Tu n'en dis plus de mal, tu n'en dis plus de bien, tu ne lui dis plus rien. Parfois tu parles dans le vide, tu "lui" dis, tu voudrais lui dire que tu l'aimes encore
et tu penses "pour toujours", tu voudrais te faire pardonner, mais pardonner quoi? Un accident?
Tu te reproches tout, même ça. Pourtant, ce n'est pas toi le coupable, mais tu t'affliges quand même ces reproches, et ça ne résout RIEN.
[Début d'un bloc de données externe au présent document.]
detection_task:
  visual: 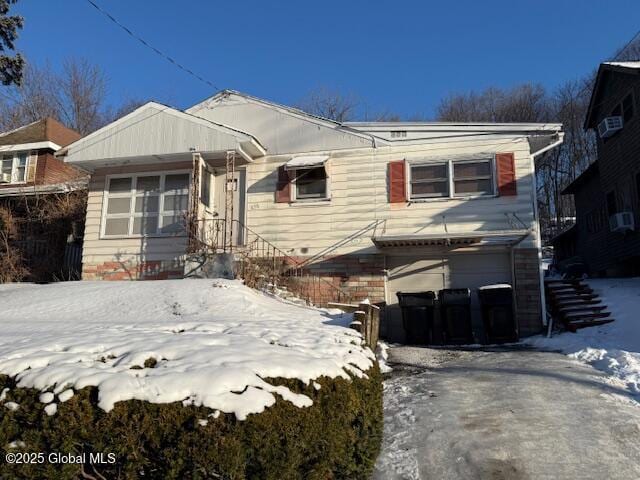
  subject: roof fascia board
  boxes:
[0,140,61,152]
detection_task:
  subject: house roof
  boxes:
[187,90,562,154]
[371,230,531,249]
[584,62,640,130]
[0,177,89,198]
[186,90,376,155]
[57,102,265,170]
[560,161,599,195]
[0,117,82,148]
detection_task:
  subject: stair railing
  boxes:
[192,219,352,305]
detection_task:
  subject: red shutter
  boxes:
[496,153,518,196]
[389,160,407,203]
[276,165,291,203]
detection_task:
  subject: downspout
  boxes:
[528,132,564,327]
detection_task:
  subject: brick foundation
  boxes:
[514,248,543,337]
[284,254,384,305]
[82,260,184,280]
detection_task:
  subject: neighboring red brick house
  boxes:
[0,118,87,281]
[0,118,81,190]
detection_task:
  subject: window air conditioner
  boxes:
[609,212,634,232]
[598,117,623,138]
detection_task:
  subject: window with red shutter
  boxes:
[276,165,291,203]
[496,153,518,196]
[389,160,407,203]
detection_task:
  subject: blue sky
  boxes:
[8,0,640,116]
Et ça tourne en boucle. Une boucle qui rassure ? Qui protège ? Tu te sens fragile.
Tu penses à sa fragilité face à ce train énorme, lourd, massif, tu le hais, mais ça ne résout rien.
Elle n'est plus là, elle ne revient pas comme elle l'aurait fait, en marchant sur le gravier.
En étant déjà là avant que tu arrives, tu aimais tant appuyer sur la poignée de porte et que la porte ne soit pas fermée, qu'elle soit déjà là. Si elle était là,
c'était pour toi. Pour être avec toi. Tu espérais qu'elle soit là. Elle venait t'embrasser, elle n'attendait que ça. Pas l'argent, pas le repas, juste t'embrasser, juste te faire sentir de toutes
ses forces qu'elle t'aimait. Elle te donnait tout dans ces moments là. Tu prenais mais tu n'étais pas toujours dispo, et aujourd'hui tu te reproches TOUT.
Tu prendrais tellement tout, mais elle en ferait encore pour que tu puisses prendre encore plus. Pour qu'elle te donne encore et encore.
Aujourd'hui, tu pleures, tu souffres, mais elle n'est plus là. Elle ne vit plus.
Il ne te reste qu'à souffrir.
à vivre, à survivre.
Tu veux aller au cimetière, tu ne sais pas à quoi ça sert, tu y penses à elle, mais pas plus fort que chez toi, que partout.
Tu voudrais que l'enfer que tu vis, serve à d'autres, qu'ils aiment plus fort qu'ils croiraient pouvoir le faire, tu voudrais leur dire... Alors tu écris, mais
personne ne lit, ils sont bien gentils mais ne voient pas qu'ils doivent aimer. Tu voudrais que tout le monde l'aime, tu voudrais qu'en l'aimant tous en même temps, tous au maximum, qu'elle
revienne.
Mais NON !!!
Rien en se passe. Elle ne revient pas, ne revient plus. Comme elle revenait d'aller acheter du pain, comme elle revenait de chez elle.
Elle partait de chez moi, elle allait chez son kiné. Elle est descendue du train, elle est passée sur ce passage à niveau.
Elle ne prit jamais le bus qu'elle devait prendre à quelques mêtres. Jamais elle n'arriva, jamais elle ne reveint.
Et tu restes SEUL !!!
Et tu l'aimes, mais c'est trop tard. Elle ne le sait pas. Pourtant parfois elle te disais que tu l'aimais plus que tu ne croyais. Elle savait donc, plus que
toi.
Nous nous aimions, je veux y croire, le savoir, y penser. Si tu souffres c'est que tu l'aimais, que tu l'aimes. Elle le savait. C'est bien mais elle ne revient
pas.
Comme pour une première fois, tu te trouves confronté à la mort. Tu as l'impression qu'elle a gagné le combat. Tu as l'impression d'avoir perdu face à la mort. Tu
as l'impression que c'est ton propre combat que tu as perdu.
Tu voudrais que les fantômes existent, pour lui parler, la regarder, être admiratif, lui dire "je t'aime", lui dire "au revoir".
Mais NON !!! Ils n'éxistent pas. Et tu restes seul.